Protest rally by livestock farmers in Gonabad, Razavi Khorasan province
On Monday, the railway of Karaj and Varamin continued their strike and refused to go to their shifts. The workers have not received their wages for several months. This is their second strike in the past week. They also haven’t received their new year bonuses. The workers at Karaj are worried that the contractor will not pay their wages after the project is over and are demanding their contracts to be settled and their job security to be ensured.
Protest rally by railway workers in Karaj and Varamin
On Monday, a group of workers of Iran Maye factory in Tabriz held a rally in front of the factory, protesting their employer’s decision of shutting down the factory under the excuse of not having material to work.
Protest rally by workers of Iran Maye factory, Tabriz
State-run media warn of widespread protests
On Monday, the state-run Mostaghel daily warned regime officials, “Iran is engulfed in a cloud of crises. There’s a probability that you won’t be able to control urban riots… The society has been polarized and 70 million people are discontent.”
Comparing the current state of the society with widespread protests in 1999 and 2009, Mostaghel added, “If in 1999 and 2009, the middle class and intellectual came to the streets, in 2018 and 2019, it was the impoverished who came to the streets because they were concerned about their livelihoods. This is a different matter. Right now, all officials are worried about the impoverished people coming to the streets to protest.”
The state-run daily also acknowledged that the people are no longer deceived by the regime’s show of rivalry between moderates and hardliners. “The people no longer view the reformists as a safety valve to relieve some of the pressure from the people, because it has been proven that whoever becomes president has no power to reform,” Mostaghel wrote.
In another piece on Tuesday, Mostaghel warned about the declining living conditions of the Iranian people. The article was in response to remarks made by the Deputy Trade and Mine Minister, who responded to criticism about the high prices of fruits in the media by saying, “If fruits are expensive, then don’t buy and don’t eat them.”

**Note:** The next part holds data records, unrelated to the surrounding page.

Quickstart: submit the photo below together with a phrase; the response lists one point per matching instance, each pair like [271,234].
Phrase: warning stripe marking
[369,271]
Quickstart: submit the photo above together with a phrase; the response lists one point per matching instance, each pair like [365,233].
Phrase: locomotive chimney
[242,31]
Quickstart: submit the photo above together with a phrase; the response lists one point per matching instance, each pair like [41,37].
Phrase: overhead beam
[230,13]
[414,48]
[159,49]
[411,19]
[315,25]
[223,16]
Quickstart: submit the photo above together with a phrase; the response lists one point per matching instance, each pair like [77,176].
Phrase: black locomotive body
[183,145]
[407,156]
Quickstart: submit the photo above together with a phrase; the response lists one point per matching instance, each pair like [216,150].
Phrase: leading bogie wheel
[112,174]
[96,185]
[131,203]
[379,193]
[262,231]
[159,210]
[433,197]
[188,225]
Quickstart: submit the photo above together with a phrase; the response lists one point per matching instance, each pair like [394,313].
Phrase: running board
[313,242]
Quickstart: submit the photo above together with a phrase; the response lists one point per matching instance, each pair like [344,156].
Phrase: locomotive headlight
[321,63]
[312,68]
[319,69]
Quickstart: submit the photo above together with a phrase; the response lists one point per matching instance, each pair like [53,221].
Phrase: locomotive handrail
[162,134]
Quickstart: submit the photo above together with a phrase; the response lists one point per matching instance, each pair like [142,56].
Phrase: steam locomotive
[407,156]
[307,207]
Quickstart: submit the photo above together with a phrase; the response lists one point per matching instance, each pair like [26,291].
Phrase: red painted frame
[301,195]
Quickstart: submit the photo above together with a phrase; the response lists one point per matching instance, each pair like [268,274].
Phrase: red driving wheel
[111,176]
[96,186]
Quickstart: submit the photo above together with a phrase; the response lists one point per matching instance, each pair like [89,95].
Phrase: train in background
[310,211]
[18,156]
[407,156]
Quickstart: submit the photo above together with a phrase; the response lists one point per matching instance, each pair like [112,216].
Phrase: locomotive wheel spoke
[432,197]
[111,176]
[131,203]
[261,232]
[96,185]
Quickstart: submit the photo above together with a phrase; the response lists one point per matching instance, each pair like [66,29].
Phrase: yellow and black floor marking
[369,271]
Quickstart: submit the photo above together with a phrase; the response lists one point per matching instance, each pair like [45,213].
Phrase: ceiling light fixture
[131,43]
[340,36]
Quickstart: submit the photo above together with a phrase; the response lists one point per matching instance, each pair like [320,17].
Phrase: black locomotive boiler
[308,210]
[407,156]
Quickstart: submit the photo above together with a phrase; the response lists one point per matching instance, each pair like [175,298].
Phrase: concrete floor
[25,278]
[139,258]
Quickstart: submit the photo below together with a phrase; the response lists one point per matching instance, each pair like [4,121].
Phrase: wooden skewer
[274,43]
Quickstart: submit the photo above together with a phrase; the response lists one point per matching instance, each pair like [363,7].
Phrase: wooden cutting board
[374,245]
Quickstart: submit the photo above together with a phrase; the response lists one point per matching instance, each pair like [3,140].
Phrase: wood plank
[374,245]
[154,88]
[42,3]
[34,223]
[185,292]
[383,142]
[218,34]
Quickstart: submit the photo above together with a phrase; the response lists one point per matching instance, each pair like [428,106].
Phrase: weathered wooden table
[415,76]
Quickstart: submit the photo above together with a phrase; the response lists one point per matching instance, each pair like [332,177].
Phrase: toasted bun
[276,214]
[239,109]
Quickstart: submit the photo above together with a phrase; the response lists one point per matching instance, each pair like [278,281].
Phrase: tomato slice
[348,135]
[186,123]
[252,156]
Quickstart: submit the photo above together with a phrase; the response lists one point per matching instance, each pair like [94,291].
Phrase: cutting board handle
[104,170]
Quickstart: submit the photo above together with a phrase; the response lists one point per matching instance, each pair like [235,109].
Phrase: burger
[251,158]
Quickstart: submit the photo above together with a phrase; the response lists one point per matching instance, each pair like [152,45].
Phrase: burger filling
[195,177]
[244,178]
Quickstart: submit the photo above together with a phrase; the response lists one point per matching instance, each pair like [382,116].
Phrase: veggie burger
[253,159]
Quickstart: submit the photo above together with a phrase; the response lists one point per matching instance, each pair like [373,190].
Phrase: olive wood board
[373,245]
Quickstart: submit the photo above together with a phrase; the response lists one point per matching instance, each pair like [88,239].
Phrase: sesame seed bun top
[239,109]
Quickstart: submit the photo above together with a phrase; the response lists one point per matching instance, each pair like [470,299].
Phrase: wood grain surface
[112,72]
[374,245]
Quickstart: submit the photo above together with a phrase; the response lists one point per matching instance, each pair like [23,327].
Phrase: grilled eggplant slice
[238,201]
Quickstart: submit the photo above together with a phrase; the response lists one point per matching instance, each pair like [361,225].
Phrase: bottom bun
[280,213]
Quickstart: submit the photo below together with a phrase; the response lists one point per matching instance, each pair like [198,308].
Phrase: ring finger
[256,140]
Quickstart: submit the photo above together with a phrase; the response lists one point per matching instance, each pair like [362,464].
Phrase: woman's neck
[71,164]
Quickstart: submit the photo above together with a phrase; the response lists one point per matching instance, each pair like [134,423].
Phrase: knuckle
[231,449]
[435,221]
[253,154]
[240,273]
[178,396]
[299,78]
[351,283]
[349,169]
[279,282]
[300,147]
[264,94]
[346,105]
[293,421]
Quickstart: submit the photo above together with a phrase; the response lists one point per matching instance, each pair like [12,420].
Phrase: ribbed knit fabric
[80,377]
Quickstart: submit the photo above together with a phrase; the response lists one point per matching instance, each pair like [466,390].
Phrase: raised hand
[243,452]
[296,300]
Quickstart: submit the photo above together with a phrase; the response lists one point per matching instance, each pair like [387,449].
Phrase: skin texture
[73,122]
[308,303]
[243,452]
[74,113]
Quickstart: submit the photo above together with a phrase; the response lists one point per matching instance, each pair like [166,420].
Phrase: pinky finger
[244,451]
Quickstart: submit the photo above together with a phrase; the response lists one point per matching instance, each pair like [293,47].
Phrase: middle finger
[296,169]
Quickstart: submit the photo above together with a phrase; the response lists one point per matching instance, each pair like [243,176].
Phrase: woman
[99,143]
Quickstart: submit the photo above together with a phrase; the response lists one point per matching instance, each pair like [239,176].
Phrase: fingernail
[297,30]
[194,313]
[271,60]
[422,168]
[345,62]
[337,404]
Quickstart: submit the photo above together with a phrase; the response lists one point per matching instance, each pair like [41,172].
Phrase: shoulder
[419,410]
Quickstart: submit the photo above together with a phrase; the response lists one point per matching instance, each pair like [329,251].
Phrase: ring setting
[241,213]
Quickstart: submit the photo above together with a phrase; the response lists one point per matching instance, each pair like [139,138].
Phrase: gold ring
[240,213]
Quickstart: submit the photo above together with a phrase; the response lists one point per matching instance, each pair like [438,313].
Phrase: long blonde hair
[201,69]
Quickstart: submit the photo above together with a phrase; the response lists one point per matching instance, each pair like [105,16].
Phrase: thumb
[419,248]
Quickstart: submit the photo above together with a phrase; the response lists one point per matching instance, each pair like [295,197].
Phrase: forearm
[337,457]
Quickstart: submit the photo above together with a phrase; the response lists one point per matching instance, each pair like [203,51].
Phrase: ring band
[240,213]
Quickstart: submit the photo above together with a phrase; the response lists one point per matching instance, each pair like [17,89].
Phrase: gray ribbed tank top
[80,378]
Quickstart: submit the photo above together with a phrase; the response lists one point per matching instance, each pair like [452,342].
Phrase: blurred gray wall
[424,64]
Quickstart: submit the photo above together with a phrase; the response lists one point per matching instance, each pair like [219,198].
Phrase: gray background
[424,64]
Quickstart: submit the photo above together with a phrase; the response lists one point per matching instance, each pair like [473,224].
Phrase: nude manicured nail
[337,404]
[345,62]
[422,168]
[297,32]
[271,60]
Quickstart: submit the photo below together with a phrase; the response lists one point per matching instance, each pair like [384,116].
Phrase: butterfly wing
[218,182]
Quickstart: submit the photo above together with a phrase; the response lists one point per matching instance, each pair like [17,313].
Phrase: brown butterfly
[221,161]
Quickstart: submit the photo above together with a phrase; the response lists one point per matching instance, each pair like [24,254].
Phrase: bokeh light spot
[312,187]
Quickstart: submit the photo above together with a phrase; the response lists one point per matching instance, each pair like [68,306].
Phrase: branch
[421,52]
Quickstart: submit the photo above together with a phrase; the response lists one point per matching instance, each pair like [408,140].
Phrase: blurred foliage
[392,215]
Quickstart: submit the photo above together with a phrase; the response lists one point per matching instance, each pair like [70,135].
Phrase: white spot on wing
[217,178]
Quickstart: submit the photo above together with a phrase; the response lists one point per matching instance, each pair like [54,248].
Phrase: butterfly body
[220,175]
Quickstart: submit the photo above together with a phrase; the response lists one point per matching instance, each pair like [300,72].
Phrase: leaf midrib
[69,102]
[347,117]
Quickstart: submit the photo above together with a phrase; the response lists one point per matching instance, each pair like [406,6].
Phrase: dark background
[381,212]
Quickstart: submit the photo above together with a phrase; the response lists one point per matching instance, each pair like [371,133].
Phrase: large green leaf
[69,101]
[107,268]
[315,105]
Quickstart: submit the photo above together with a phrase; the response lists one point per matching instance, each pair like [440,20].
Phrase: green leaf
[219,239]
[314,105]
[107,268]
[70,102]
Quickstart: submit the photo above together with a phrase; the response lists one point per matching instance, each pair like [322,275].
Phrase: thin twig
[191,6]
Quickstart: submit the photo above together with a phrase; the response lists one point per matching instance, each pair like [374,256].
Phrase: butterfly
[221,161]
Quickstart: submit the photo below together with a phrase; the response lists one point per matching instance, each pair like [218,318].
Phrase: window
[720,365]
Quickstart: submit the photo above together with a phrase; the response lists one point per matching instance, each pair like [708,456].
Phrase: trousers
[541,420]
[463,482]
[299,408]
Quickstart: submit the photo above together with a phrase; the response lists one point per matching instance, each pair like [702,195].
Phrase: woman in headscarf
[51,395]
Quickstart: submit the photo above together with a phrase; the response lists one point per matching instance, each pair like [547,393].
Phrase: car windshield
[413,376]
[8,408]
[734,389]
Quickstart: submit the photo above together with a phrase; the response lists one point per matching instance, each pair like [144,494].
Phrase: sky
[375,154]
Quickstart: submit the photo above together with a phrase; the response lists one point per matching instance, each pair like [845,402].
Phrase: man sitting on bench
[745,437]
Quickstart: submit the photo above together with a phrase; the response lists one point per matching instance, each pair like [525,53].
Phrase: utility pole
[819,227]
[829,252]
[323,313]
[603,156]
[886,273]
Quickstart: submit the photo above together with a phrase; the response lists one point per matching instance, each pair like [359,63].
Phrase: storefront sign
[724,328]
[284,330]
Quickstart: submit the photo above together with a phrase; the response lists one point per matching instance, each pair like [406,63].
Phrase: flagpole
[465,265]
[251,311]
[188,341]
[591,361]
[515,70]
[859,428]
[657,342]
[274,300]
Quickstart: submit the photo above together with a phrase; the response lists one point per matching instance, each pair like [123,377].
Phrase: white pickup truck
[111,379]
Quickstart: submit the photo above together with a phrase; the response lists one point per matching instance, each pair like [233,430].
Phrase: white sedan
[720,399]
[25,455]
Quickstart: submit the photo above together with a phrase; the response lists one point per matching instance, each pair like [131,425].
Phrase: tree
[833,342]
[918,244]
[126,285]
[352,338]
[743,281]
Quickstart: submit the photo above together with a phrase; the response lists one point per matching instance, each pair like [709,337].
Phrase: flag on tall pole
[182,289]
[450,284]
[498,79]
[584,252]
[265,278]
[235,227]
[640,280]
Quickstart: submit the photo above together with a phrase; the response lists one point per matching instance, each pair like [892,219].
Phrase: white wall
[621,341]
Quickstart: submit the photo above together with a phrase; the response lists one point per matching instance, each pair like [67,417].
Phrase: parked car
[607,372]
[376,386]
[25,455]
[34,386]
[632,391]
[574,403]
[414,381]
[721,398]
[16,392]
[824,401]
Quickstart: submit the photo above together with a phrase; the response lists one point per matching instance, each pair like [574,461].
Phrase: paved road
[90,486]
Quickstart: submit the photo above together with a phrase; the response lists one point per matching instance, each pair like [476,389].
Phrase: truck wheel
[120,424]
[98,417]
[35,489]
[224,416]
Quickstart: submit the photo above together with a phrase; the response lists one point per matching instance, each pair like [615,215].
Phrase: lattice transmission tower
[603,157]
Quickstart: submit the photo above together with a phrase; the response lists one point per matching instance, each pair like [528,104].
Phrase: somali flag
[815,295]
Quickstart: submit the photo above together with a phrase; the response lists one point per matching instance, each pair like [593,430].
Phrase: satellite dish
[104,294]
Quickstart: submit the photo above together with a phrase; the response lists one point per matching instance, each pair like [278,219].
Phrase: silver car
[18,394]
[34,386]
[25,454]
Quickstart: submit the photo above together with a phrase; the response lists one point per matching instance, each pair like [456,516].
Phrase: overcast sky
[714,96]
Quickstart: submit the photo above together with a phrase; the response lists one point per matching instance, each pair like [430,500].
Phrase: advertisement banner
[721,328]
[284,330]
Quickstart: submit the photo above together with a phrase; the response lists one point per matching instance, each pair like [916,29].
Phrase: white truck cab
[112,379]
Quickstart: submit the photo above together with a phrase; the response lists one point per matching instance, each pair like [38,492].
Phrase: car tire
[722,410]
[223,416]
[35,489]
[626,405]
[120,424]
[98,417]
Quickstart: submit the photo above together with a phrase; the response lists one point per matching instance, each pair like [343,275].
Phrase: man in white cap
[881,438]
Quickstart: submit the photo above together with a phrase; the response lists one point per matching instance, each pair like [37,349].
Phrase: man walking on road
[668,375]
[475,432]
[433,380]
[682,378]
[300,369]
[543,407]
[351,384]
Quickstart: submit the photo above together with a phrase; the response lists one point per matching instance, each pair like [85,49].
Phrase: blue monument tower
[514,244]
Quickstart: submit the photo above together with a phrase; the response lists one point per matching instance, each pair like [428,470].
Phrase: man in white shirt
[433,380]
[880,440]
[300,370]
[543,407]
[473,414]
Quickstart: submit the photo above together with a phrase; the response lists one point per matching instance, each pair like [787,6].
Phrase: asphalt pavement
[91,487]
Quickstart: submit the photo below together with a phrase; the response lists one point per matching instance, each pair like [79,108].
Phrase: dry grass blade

In this regard, Mostaghel wrote, “Do you need a deputy minister of the caliber of the Trade, Industry, and Mines Ministry… to provide such a solution to the high prices of poultry, meat and other goods? Do you need to have special skills or experience to tell the people to not buy and eat poultry?”
Mostaghel added that given the deputy minister’s solution and the high prices that the people are faced with, “There will be nothing left on the people’s tables to eat and survive.”
“Why should one of the main challenges of the people be to stand in long queues to buy poultry, oil, and other food items? Does having strong military allies such as Russia and China and Hamas and Syria guarantee the survival and independence of our country and society? The people are clearly seeing that after eight years, the government that is in power has done nothing to solve the people’s most basic food needs.”